Platforms are powerful because they control traffic, distribution, and visibility. But the key to breaking through is not to fight platforms directly. It is to build another path of value. Instead of waiting to be distributed by platforms, companies should ask how they can become truly needed by customers. Instead of chasing exposure, they should learn how to enter the process through which customers form judgment and make choices.
When platforms control the distribution of content, products, and services, individuals and companies need to build a closed loop of capability: from need formation, trust building, problem reframing, and judgment formation to value realization. Once this chain is established, participants are no longer merely units of content, products, or services to be distributed. They become structural roles in the customer's decision process.
What we should oppose is not the platform economy itself, but the junk economy that emerges when platforms use traffic and algorithms to capture value from participants across industries. The part of the platform economy worth preserving is its ability to improve connection efficiency and reduce transaction costs. If that capability helps truly valuable people and companies become visible, understood, and trusted, then it deserves to be expanded.
What we should support is not everything that platforms amplify, but the individuals and companies that sincerely provide knowledge, experience, judgment, and responsibility. By understanding causality, reconstructing needs, and participating in decisions, they are the true creators of future value.
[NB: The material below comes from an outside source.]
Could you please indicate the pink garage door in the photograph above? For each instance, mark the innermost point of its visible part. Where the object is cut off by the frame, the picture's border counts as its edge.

Individuals and companies may not be able to change platforms, and they do not need to. What they need is an upgrade in customer management: to rely less on traffic and content production, and gradually build their own loop of demand inquiry and decision influence.
For B2B service providers, this is also a reminder. Customers should stay because of value, not because of lock-in. This is not easy. But it should be a basic value principle for technology companies entering enterprise scenarios.